The arrival of Web 2.0 has seen the proliferation of ‘reaction’ style videos on sites such as Youtube, whereby one or more people watch a video and superimpose their realtime and ostensibly ‘genuine’ reaction onto the video itself. One particular kind of ‘reaction video’ I would like to consider is the ‘try not to laugh challenge’, whereby individuals react to a montage of short clips, with the expressed intention of not laughing. Viewers are encouraged to engage in the challenge themselves as they watch alongside the ‘reactor’. The video I attached here is a short clip from one of innumerable of the same kind, on Youtube.

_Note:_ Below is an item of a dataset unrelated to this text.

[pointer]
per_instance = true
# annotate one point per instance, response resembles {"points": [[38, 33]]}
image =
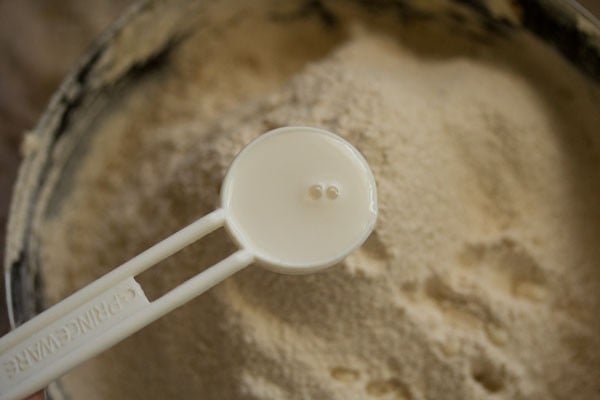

The comic potential in these videos is perhaps twofold. Viewers are firstly encouraged to laugh at the clips themselves alongside the reactor, which recalls the laughter of ‘an affectively close we’ that characterises certain laughing collectives, whereby individuals laugh alongside each other in a mutual recognition that something is funny (Hanich, 208). In this case, the laughing collective is comprised of disparate viewing audiences online, alongside the reactor in the video itself, who arguably plays a duel role of audience member and the ‘clown on stage’ (Hanich, 208). Indeed, the laughter of the reactor is also often an object of laughter for spectators, a kind of laughter noted by Hanich, as they grow progressively red-faced in restraint of their increasing urge to laugh, which ultimately escapes in a crescendo of snorts and cackles. However, whilst Hanich focuses on the audible laughter of spectators in the cinema theatre, in the reaction video, we are motivated to laugh because of both the audible and visual representations of someone’s laughter on the screen. Parvulescu expresses this idea by stating that laughter featured in the moving picture has the potential to ‘spontaneously move us to laugh’ (Parvulescu, 134). Indeed, the attempts of this particular Youtube creator to stifle his own laughter; putting his hand over his mouth, the contortion of his face, and the inevitable release of laughter, (arguably) makes us laugh. This speaks to the parasocial logic that underlies reaction videos, as viewers perhaps feel more connected to the reactor, who is often a prominent content creator or celebrity, through seeing them laugh, linking to the kind of intimacy that can be produced by ‘shared humour’ which engenders a ‘feeling of togetherness’, as noted by Hanich (210).
Therefore, perhaps what the reaction format offers is its own kind of spectacle, whereby the vulnerability of the reactor, through their laughter, can produce comedic moments for the viewer to respond to, briefly dissolving hierarchies and creating a kind of online ‘laughing collective’ that produces a one-sided sense of intimacy on part of the viewer.